In those conversations, Mr. Obama outlined the role of “happy warrior,” of attacking Mr. Trump directly in a way he had never done before, but with the lacerating humor he employed during his two campaigns for president.
Some of his slaps are spontaneous, but many have been carefully workshopped — including the “Beijing Barry” line, which was delivered the day before the final presidential debate and was deployed to defuse Mr. Trump’s attacks on business deals in China pursued by Mr. Biden’s son Hunter, aides said.
Mr. Obama’s bellicose approach had another benefit that was not immediately evident until he began working on his remarks this month, according to Democratic aides.

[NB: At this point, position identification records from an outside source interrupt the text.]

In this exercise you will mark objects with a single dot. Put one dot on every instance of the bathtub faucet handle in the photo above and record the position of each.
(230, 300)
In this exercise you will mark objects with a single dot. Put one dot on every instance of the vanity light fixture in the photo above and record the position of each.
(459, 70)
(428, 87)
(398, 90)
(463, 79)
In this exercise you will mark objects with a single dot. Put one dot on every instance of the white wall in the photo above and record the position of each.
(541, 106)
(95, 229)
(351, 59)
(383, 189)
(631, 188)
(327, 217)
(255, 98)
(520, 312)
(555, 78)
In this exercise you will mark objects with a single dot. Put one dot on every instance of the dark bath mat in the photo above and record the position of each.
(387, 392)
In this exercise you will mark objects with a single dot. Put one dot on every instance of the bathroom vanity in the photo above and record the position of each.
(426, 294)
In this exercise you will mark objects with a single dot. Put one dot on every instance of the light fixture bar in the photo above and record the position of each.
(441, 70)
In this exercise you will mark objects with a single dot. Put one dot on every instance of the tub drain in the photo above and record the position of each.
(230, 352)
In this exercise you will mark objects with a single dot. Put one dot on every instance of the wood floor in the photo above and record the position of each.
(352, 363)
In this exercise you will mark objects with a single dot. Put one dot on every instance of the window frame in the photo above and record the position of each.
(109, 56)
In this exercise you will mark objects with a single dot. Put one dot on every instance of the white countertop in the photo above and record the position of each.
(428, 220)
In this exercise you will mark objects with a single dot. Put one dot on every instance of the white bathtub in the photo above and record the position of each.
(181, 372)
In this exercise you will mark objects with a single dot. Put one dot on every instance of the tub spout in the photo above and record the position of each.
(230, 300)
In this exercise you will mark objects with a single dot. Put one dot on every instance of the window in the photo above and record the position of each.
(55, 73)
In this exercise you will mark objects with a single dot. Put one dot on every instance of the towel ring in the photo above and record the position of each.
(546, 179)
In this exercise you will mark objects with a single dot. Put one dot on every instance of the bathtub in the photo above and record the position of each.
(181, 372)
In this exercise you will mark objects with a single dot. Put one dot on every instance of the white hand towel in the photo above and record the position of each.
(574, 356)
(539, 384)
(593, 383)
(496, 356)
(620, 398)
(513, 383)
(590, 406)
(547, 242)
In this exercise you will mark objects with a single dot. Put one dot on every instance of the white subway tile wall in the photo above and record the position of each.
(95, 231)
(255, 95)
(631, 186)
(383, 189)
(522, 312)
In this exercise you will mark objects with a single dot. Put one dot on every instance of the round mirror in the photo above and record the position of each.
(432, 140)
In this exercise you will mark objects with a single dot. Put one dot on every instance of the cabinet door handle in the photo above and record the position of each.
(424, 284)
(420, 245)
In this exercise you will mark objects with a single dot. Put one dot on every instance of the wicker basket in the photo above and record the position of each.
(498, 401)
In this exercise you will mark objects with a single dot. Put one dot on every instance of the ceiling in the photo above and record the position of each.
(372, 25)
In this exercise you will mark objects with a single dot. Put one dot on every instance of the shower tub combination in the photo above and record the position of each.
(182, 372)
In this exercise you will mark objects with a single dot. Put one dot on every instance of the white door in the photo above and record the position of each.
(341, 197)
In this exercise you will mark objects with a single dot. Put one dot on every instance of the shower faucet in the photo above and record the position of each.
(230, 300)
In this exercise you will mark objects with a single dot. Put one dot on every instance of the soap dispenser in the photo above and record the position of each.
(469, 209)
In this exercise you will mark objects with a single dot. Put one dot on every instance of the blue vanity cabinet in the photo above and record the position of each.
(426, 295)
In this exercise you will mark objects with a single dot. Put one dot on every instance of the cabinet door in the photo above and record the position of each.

The former president believed that taking on the classic bodyguard role embraced by Mike Pence and previous Democratic vice-presidential candidates would enable Mr. Biden’s running mate, Senator Kamala Harris, to avoid having to make those attacks herself and remain largely above the fray.
Yet for all of his continued popularity with Democratic voters, Mr. Obama is not on the ticket in 2020 — and his frenetic late campaigning on behalf of Mrs. Clinton did not prove decisive four years ago.
And his presence, especially in a complex state like Florida, is not universally positive.
”Obama’s Cuba policies were deeply unpopular with many voters in Southern Florida, and for all of his post-presidency popularity, he also carries some real liabilities,” said Alex Conant, a veteran political consultant who worked for Senator Marco Rubio, a Cuban-American Republican who opposed Mr. Obama’s attempt to normalize relations with the government in Havana.
“Obama’s always been skillful at driving a message and twisting a knife,” Mr. Conant added. “But his political capital wasn’t transferable when he was president, and it’s unclear if it is now.”